Hand tools are tools that are powered manually. Hand tools include anything from axes to wrenches. The greatest hazards posed by hand tools result from misuse and improper maintenance.

Some examples include the following:

  • If a chisel is used as a screwdriver, the tip of the chisel may break and fly off, hitting the user or others.
  • If a wooden handle on a tool, such as a hammer or an axe, is loose, splintered, or cracked, the head of the tool may fly off and strike the user or others.
  • If the jaws of a wrench are sprung, the wrench might slip.
  • If impact tools such as chisels, wedges, or drift pins have mushroomed heads, the heads might shatter on impact, sending sharp fragments flying toward the user or others.
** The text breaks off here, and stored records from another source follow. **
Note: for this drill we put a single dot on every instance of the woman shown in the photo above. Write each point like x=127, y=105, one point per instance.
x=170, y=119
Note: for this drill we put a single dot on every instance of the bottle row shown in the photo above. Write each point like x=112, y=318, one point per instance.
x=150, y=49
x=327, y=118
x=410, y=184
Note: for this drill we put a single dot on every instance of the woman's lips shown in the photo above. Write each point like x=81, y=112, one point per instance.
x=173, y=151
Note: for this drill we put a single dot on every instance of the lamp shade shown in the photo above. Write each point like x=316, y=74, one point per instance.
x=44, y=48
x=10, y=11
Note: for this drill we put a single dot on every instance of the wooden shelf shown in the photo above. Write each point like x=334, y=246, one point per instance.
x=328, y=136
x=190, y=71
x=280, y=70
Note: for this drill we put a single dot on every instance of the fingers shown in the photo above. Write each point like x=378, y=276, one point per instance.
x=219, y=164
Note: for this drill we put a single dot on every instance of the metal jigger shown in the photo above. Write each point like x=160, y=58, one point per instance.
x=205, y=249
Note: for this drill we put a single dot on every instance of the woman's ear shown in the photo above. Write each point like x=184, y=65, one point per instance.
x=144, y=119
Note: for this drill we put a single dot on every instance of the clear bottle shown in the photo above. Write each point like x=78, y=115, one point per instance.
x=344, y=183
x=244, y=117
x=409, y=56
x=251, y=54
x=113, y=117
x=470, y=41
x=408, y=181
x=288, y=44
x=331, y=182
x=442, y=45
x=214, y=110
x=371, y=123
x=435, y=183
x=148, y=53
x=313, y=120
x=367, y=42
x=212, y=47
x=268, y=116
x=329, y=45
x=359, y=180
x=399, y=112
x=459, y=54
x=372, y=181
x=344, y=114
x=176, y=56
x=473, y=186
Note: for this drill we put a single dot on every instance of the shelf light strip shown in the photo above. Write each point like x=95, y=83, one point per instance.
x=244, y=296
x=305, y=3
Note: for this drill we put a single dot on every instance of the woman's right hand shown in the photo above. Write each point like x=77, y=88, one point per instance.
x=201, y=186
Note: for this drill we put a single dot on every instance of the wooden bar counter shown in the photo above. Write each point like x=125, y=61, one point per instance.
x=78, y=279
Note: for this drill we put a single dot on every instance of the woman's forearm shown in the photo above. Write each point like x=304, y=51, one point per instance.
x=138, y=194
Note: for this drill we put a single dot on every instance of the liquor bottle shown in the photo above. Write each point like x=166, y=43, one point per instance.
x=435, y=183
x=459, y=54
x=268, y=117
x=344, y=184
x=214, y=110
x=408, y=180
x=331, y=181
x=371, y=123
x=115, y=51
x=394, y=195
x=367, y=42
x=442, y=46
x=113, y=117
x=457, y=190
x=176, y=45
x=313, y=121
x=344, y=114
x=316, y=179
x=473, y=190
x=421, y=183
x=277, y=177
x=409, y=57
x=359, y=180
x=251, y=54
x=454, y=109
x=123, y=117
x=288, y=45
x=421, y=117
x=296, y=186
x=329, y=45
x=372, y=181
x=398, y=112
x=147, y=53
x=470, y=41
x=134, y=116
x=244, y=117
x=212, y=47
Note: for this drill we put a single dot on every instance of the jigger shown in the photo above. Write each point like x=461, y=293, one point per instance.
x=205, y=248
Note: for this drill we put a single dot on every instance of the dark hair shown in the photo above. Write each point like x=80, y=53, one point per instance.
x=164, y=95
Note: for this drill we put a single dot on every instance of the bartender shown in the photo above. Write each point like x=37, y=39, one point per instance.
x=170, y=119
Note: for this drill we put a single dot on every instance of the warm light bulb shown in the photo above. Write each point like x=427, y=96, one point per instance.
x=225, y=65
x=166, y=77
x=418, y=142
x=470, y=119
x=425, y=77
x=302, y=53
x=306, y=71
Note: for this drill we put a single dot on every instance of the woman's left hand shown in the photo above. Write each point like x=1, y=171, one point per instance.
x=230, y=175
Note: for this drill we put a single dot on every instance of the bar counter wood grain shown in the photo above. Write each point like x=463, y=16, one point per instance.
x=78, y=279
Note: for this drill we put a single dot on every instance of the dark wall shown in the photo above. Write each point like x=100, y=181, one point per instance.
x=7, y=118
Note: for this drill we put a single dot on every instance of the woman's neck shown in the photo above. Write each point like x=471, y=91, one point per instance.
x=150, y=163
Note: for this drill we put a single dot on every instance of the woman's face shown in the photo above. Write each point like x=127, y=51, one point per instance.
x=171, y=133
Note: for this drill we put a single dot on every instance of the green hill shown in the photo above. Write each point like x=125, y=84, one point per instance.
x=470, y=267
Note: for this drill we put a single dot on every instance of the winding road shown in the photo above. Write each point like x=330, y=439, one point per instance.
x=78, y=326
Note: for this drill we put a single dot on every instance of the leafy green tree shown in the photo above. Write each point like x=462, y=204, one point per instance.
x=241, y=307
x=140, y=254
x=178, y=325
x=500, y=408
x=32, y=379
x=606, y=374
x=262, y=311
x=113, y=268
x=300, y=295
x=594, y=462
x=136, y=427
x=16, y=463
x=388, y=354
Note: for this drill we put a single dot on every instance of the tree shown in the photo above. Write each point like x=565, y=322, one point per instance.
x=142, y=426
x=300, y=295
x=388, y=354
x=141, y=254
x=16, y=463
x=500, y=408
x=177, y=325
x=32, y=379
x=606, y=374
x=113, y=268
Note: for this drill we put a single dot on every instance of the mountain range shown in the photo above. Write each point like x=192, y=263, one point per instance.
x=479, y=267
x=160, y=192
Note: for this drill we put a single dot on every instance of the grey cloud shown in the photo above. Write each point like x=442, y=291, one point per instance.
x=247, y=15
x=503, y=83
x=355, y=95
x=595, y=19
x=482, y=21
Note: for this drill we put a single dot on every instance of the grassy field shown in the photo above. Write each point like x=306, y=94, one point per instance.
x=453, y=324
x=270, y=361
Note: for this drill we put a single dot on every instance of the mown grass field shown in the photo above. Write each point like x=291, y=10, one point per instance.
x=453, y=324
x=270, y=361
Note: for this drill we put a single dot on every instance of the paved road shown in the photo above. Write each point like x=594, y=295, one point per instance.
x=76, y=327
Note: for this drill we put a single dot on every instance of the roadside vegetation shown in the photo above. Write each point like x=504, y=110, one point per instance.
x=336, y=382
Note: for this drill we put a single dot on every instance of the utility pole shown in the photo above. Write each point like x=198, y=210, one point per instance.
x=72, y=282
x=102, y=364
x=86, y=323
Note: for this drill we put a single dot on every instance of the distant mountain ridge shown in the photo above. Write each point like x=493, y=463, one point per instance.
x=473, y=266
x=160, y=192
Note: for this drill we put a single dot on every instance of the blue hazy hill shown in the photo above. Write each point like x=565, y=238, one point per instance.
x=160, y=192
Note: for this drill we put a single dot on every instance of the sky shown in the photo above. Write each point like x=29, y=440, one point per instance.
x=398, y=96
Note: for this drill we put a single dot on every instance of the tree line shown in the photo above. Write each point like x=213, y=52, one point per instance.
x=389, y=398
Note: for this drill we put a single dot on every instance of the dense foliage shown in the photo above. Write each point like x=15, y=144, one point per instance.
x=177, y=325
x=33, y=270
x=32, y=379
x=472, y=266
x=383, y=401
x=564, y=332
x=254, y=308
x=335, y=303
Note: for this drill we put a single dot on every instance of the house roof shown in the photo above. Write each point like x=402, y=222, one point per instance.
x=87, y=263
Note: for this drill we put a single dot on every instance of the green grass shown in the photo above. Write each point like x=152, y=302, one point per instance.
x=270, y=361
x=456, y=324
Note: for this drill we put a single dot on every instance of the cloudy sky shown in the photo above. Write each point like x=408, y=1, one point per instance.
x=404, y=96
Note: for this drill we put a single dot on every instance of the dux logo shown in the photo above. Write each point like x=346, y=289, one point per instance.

You are responsible for the safe condition of your tools and equipment. You should not use or permit the use of unsafe hand tools. You should be trained in the proper use and handling of tools and equipment before using them.

When using saw blades, knives, or other tools, direct the tools away from aisle areas and away from others who are working in close proximity. Knives and scissors must be sharp, dull tools can cause more hazards than sharp ones. Cracked saw blades must be removed from service and replaced with new blades.

Wrenches must not be used when jaws are sprung to the point that slippage occurs. Impact tools such as drift pins, wedges, and chisels must be kept free of mushroomed heads. The wooden handles of tools must not be splintered.

Iron or steel hand tools may produce sparks that can be an ignition source around flammable substances. Where this hazard exists, spark-resistant tools made of non-ferrous materials such as aluminum or brass should be used where flammable gases, highly volatile liquids, and other explosive substances are stored or used.

Appropriate personal protective equipment such as safety goggles and gloves must be worn to protect against hazards that may be encountered while using hand tools.

Workplace floors should be kept as clean and dry as possible to prevent accidental slips with or around dangerous hand tools.